I have a lot of sympathy for those who have been wounded by insensitive and harsh treatment—especially from Christians. The last thing I want to do is to add more pain. So how do we interpret the weird law in Deuteronomy 22:5 that says, “A woman shall not wear a man’s garment, nor shall a man put on a woman’s cloak, for whoever does these things is an abomination to the Lord your God.” Is this about who gets to wear the pants?

This law is a good example of how archaeology can help. Christianity is a historical faith based on actual events. In this case, archaeological discoveries can enhance our understanding of the clothing worn by people in the Bible.

The ancient cemetery of Beni Hasan in Egypt reveals a distinctive clothing difference between the Hebrew people and the Egyptians. The two Egyptians wear the traditional white linen kilt; but the Hebrews are wearing colorful robes. The length of the men’s robes stopped at the knees; the length of the women’s robes came down close to their ankles. The men are wearing sandals while the women wearing fashionable short boots. No one is wearing pants!

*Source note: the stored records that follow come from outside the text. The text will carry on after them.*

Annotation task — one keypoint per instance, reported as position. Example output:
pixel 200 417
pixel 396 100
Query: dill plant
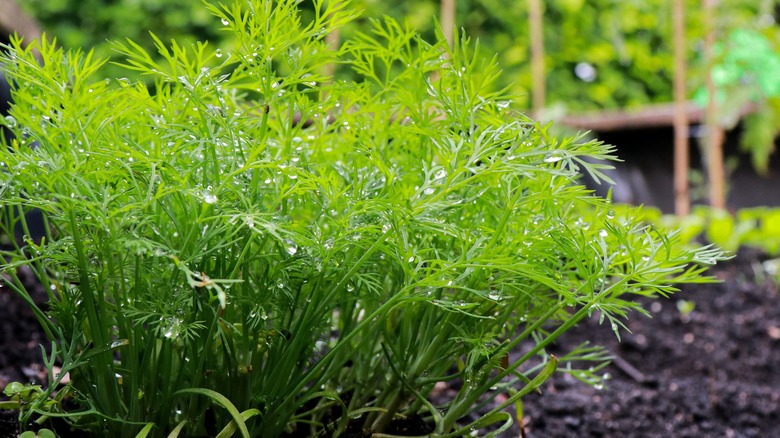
pixel 250 246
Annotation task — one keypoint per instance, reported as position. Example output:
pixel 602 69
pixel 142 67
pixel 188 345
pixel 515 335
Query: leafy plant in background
pixel 625 45
pixel 253 247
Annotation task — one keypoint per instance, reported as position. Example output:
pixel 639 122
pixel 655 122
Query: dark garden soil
pixel 712 373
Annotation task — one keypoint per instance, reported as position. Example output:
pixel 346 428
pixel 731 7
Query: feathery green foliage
pixel 244 249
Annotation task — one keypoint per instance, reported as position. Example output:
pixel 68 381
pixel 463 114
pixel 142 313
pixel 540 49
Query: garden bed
pixel 710 373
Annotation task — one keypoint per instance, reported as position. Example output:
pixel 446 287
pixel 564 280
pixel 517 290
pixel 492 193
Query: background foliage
pixel 627 43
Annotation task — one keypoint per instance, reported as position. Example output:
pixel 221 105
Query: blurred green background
pixel 621 49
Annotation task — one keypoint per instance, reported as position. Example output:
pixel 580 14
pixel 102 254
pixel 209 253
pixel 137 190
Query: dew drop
pixel 291 247
pixel 208 196
pixel 553 157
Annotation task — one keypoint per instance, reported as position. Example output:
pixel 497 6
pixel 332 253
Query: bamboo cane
pixel 681 156
pixel 714 133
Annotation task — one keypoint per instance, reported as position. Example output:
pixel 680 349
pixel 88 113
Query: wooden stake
pixel 682 202
pixel 714 132
pixel 535 14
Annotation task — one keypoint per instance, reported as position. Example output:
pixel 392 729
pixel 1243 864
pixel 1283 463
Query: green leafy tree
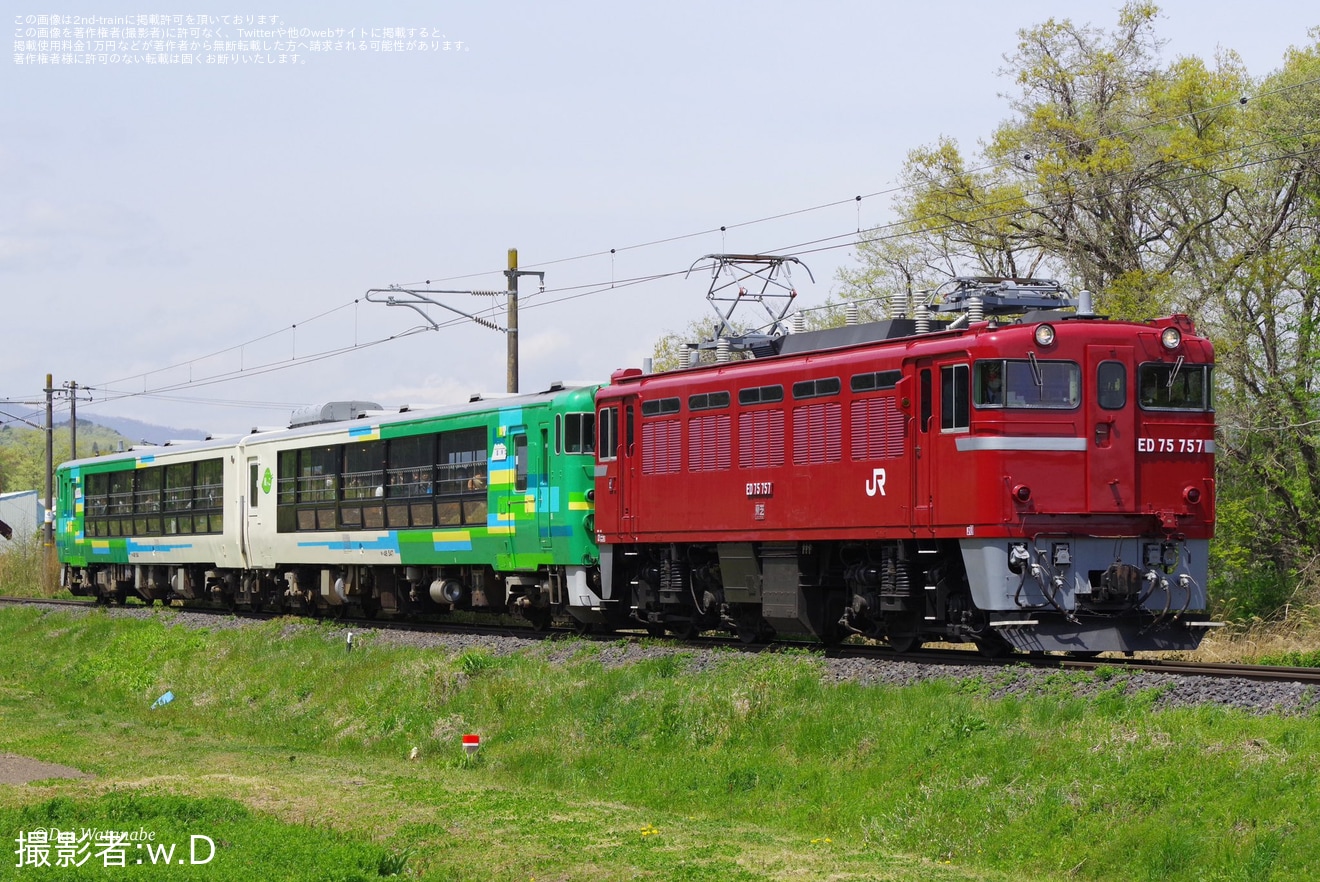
pixel 1158 188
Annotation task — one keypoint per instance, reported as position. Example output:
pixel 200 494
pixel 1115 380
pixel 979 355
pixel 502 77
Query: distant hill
pixel 23 450
pixel 139 431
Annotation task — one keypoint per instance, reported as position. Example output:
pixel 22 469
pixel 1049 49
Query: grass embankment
pixel 292 755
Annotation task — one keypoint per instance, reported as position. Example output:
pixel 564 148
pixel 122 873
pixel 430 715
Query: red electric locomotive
pixel 1038 483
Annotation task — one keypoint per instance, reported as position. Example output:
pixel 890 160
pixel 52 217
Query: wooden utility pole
pixel 49 528
pixel 73 419
pixel 416 297
pixel 511 332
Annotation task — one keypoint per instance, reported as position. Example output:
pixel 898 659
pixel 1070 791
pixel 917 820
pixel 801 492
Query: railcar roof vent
pixel 330 412
pixel 980 296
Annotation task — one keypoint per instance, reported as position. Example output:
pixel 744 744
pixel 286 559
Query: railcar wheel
pixel 993 646
pixel 904 642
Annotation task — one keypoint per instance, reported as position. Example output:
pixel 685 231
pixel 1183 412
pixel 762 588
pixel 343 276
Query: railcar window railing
pixel 156 501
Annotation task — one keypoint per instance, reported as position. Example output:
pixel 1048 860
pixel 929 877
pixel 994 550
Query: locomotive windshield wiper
pixel 1172 375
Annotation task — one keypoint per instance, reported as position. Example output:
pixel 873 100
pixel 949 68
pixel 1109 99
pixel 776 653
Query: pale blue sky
pixel 152 214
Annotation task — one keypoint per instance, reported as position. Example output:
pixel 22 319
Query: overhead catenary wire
pixel 545 297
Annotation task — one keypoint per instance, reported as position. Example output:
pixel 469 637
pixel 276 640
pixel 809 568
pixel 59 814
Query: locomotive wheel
pixel 993 646
pixel 904 642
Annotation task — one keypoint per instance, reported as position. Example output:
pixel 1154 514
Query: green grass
pixel 288 747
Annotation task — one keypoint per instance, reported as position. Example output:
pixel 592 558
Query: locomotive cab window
pixel 955 412
pixel 1027 383
pixel 1112 386
pixel 609 429
pixel 578 433
pixel 1174 387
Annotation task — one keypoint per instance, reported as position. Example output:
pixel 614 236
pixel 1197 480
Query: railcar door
pixel 519 503
pixel 258 512
pixel 1110 429
pixel 614 478
pixel 923 489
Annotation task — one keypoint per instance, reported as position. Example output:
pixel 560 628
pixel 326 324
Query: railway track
pixel 929 656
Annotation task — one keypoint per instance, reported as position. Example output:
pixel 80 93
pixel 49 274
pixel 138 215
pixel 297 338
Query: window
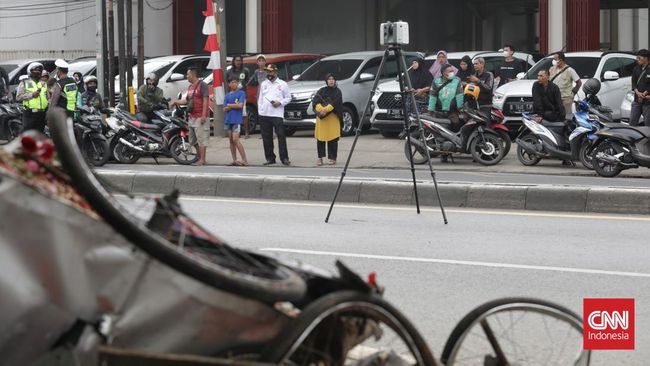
pixel 627 66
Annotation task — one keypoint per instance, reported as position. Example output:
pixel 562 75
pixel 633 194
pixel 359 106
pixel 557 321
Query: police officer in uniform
pixel 33 93
pixel 64 91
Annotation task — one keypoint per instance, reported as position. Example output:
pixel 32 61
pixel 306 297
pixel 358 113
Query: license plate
pixel 521 107
pixel 294 115
pixel 395 113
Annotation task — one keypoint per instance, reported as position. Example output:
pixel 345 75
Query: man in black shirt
pixel 509 67
pixel 641 88
pixel 547 99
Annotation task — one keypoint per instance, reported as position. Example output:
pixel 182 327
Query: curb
pixel 377 191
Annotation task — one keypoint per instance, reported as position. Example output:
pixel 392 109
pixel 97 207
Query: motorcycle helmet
pixel 34 65
pixel 591 86
pixel 153 77
pixel 472 91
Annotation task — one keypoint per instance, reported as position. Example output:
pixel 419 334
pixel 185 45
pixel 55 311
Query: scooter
pixel 475 137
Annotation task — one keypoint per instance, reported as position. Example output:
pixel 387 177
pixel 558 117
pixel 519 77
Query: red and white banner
pixel 212 46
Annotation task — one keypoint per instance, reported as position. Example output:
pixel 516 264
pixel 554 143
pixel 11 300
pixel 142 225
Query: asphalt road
pixel 437 273
pixel 456 176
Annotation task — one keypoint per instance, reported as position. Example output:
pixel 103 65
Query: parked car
pixel 612 68
pixel 16 68
pixel 288 64
pixel 387 114
pixel 355 73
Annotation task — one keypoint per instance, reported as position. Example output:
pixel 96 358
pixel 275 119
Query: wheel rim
pixel 556 341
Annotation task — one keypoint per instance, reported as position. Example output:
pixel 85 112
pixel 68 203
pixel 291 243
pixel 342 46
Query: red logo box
pixel 608 324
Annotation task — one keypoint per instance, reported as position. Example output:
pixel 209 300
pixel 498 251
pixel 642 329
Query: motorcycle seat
pixel 145 126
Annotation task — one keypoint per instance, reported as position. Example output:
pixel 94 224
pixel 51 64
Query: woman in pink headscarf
pixel 436 68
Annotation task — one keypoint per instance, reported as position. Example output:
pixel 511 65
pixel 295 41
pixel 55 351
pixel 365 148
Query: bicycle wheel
pixel 517 331
pixel 161 229
pixel 349 327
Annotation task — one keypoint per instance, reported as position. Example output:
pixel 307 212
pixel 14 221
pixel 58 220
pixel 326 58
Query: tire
pixel 183 152
pixel 389 134
pixel 299 342
pixel 487 149
pixel 125 154
pixel 586 159
pixel 463 334
pixel 290 130
pixel 349 122
pixel 524 157
pixel 96 150
pixel 602 168
pixel 507 141
pixel 252 118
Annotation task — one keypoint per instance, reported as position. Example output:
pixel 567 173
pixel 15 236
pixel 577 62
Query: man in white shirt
pixel 564 76
pixel 273 96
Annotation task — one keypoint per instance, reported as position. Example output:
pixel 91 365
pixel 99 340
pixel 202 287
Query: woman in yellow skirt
pixel 328 104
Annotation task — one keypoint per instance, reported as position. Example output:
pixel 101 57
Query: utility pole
pixel 99 54
pixel 111 54
pixel 129 42
pixel 140 43
pixel 220 20
pixel 122 55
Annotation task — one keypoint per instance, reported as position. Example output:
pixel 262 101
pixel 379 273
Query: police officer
pixel 64 91
pixel 33 93
pixel 91 97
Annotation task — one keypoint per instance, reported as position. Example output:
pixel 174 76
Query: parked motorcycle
pixel 567 141
pixel 166 136
pixel 89 132
pixel 476 136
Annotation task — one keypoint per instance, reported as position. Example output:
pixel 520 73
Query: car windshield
pixel 343 69
pixel 584 66
pixel 8 67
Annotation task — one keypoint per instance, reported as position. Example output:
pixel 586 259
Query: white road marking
pixel 492 212
pixel 459 262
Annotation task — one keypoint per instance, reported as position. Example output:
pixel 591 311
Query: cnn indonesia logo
pixel 608 324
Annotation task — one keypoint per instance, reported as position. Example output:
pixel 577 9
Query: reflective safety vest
pixel 39 102
pixel 68 98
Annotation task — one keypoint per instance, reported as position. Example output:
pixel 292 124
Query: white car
pixel 386 105
pixel 613 69
pixel 171 72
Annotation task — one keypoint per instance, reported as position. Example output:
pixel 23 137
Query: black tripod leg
pixel 366 111
pixel 403 77
pixel 424 142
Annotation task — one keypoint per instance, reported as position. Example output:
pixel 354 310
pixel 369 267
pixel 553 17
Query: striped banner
pixel 212 46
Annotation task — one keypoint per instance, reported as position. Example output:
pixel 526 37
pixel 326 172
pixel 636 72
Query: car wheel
pixel 349 122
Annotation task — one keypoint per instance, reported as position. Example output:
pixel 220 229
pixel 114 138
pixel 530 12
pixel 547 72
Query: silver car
pixel 355 73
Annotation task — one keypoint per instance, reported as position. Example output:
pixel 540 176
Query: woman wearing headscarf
pixel 328 104
pixel 441 59
pixel 466 69
pixel 420 78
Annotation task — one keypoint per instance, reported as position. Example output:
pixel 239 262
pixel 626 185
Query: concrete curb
pixel 378 191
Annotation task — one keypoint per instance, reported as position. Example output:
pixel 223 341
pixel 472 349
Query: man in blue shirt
pixel 234 103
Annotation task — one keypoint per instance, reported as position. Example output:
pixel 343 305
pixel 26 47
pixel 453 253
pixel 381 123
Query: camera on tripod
pixel 396 33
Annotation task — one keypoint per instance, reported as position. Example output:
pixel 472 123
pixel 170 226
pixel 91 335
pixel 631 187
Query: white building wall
pixel 69 30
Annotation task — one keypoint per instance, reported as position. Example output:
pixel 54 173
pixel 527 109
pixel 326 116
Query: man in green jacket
pixel 149 96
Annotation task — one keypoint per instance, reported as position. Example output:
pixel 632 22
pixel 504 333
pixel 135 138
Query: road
pixel 451 176
pixel 437 273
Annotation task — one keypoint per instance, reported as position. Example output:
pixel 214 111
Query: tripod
pixel 403 78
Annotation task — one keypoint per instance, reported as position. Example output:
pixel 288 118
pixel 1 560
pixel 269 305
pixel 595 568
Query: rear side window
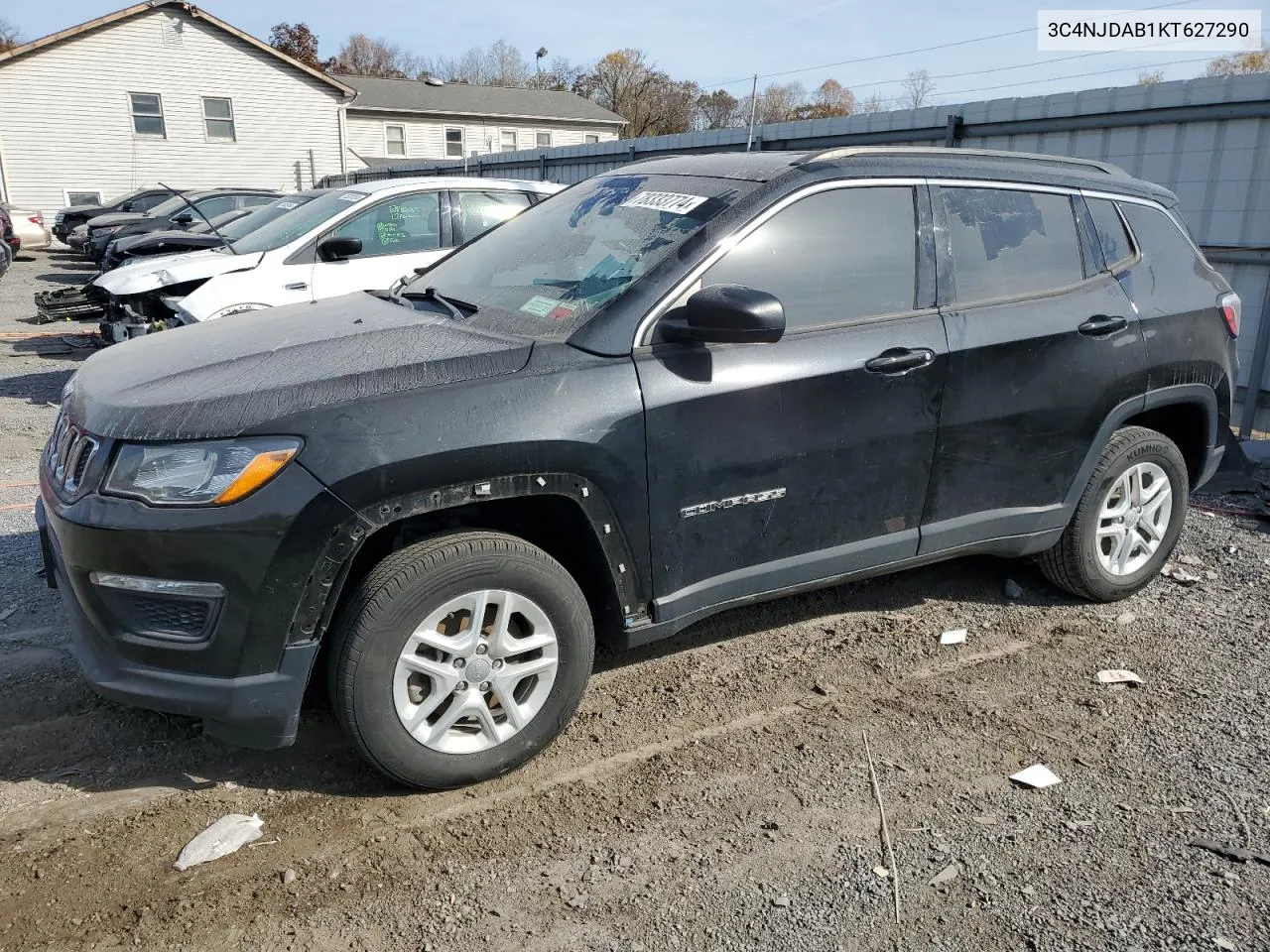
pixel 1008 243
pixel 1116 246
pixel 833 257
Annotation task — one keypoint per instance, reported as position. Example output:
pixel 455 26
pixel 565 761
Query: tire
pixel 373 692
pixel 1075 562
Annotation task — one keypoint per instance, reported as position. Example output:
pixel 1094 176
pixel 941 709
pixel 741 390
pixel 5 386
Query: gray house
pixel 393 121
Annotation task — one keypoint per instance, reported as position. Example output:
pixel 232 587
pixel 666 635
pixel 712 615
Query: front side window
pixel 481 211
pixel 453 143
pixel 832 257
pixel 1116 246
pixel 1010 243
pixel 218 118
pixel 148 114
pixel 553 268
pixel 394 139
pixel 397 226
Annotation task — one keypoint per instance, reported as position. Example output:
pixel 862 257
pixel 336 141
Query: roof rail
pixel 861 151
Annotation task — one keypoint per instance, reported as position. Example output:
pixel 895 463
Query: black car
pixel 178 212
pixel 139 200
pixel 229 227
pixel 683 386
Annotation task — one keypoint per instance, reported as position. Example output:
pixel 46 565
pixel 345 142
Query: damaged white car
pixel 362 238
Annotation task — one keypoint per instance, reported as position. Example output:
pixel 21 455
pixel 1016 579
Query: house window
pixel 148 114
pixel 73 197
pixel 453 143
pixel 218 118
pixel 394 139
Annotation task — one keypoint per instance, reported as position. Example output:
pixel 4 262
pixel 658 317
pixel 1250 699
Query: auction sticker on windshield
pixel 540 306
pixel 665 202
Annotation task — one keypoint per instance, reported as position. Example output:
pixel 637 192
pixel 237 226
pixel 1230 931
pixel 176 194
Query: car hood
pixel 104 221
pixel 249 371
pixel 175 270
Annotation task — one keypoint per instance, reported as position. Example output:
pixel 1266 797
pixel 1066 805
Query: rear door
pixel 775 465
pixel 1043 343
pixel 398 234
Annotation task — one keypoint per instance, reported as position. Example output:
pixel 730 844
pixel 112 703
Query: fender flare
pixel 321 590
pixel 1189 394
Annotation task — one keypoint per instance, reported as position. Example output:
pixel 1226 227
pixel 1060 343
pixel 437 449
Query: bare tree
pixel 1239 63
pixel 10 36
pixel 716 111
pixel 653 104
pixel 919 89
pixel 362 56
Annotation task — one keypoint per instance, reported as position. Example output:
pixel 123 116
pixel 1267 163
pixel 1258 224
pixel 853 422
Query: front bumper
pixel 248 675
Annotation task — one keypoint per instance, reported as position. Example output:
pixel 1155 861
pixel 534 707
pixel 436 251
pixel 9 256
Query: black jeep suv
pixel 677 388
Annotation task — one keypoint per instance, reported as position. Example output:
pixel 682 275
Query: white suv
pixel 361 238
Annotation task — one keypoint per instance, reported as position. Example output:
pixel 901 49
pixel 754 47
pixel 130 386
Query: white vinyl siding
pixel 218 119
pixel 394 139
pixel 146 113
pixel 427 140
pixel 280 113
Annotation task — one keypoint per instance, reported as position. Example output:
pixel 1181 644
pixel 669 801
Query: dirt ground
pixel 712 793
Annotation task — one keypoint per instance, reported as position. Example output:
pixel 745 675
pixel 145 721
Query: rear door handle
pixel 899 359
pixel 1100 325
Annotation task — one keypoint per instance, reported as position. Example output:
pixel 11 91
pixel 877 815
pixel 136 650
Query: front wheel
pixel 1127 522
pixel 460 657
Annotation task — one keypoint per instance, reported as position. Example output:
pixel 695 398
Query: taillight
pixel 1230 308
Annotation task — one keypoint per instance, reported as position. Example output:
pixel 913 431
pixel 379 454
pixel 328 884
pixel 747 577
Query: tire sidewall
pixel 1148 449
pixel 372 671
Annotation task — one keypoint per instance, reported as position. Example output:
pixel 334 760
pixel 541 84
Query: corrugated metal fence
pixel 1207 140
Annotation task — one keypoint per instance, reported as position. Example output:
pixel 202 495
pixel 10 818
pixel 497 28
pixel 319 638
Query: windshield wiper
pixel 449 303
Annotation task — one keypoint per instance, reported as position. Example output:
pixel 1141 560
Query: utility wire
pixel 926 49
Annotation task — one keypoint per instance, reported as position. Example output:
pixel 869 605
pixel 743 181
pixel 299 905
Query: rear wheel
pixel 1127 522
pixel 460 657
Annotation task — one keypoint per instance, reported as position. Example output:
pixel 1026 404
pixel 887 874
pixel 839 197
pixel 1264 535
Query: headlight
pixel 235 308
pixel 213 472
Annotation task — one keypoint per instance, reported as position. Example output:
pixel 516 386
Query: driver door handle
pixel 1100 325
pixel 899 359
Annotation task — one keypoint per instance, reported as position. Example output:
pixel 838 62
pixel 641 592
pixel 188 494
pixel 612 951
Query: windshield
pixel 296 222
pixel 553 268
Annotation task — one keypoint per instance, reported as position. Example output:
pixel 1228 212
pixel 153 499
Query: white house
pixel 160 91
pixel 402 121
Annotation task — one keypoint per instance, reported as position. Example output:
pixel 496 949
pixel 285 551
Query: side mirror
pixel 726 313
pixel 338 249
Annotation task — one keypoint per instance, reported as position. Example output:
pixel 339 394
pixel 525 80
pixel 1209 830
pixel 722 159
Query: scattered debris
pixel 947 875
pixel 885 833
pixel 226 835
pixel 1037 775
pixel 1118 675
pixel 1180 575
pixel 1236 855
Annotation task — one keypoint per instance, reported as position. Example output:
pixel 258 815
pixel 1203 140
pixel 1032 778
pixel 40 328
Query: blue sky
pixel 715 41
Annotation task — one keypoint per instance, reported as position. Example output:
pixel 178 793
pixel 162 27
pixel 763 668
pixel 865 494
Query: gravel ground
pixel 712 793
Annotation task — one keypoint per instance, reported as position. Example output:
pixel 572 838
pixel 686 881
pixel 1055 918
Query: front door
pixel 398 235
pixel 776 465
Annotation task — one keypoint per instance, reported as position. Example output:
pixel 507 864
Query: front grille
pixel 68 453
pixel 171 616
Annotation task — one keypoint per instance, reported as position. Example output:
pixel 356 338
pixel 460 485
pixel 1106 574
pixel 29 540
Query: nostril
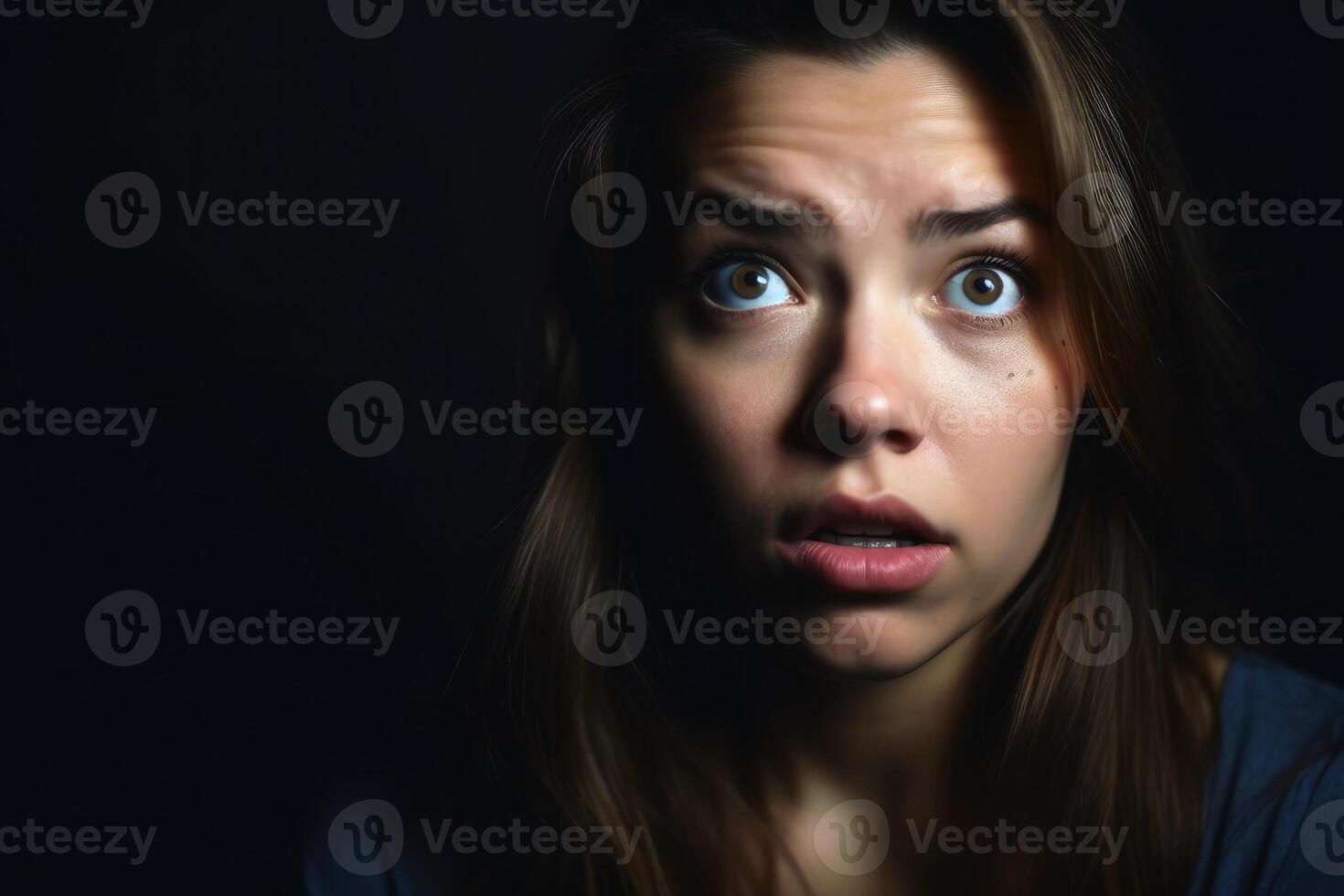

On the famous obelisk of Shalmaneser III, we see Jehu, the king of Israel, bowing before the king of Assyria. Neither Jehu, the Assyrians, nor the Israelites are wearing pants. If everyone was wearing robes, what was the reason for “A woman shall not wear a man’s garment, nor shall a man put on a woman’s cloak, for whoever does these things is an abomination to the Lord your God”?

The word “abomination” occurs 117 times in the Old Testament. In the majority of cases, “abomination” is used to describe the behaviors associated with pagan, idolatrous practices that are abhorrent to God. Here’s one example: “When you come into the land that the Lord your God is giving you, you shall not learn to follow the abominable practices of those nations” (Deut 18:9). OK, so we’re dealing with pagan practices.

Once again archaeology comes into play. The Canaanites were known for building “high places” to their gods, Baal and Asherah. These “high places” had an altar with rooms around it for “male cult prostitutes” (1 Kings 14:24; 15:12; 22:46; 2 Kings 23:7) and “female cult prostitutes” (Hosea 4:14). Canaanite literature confirms that cultic prostitutes engaged in sexual acts with participants at the “high places” in order to elicit a response from Baal.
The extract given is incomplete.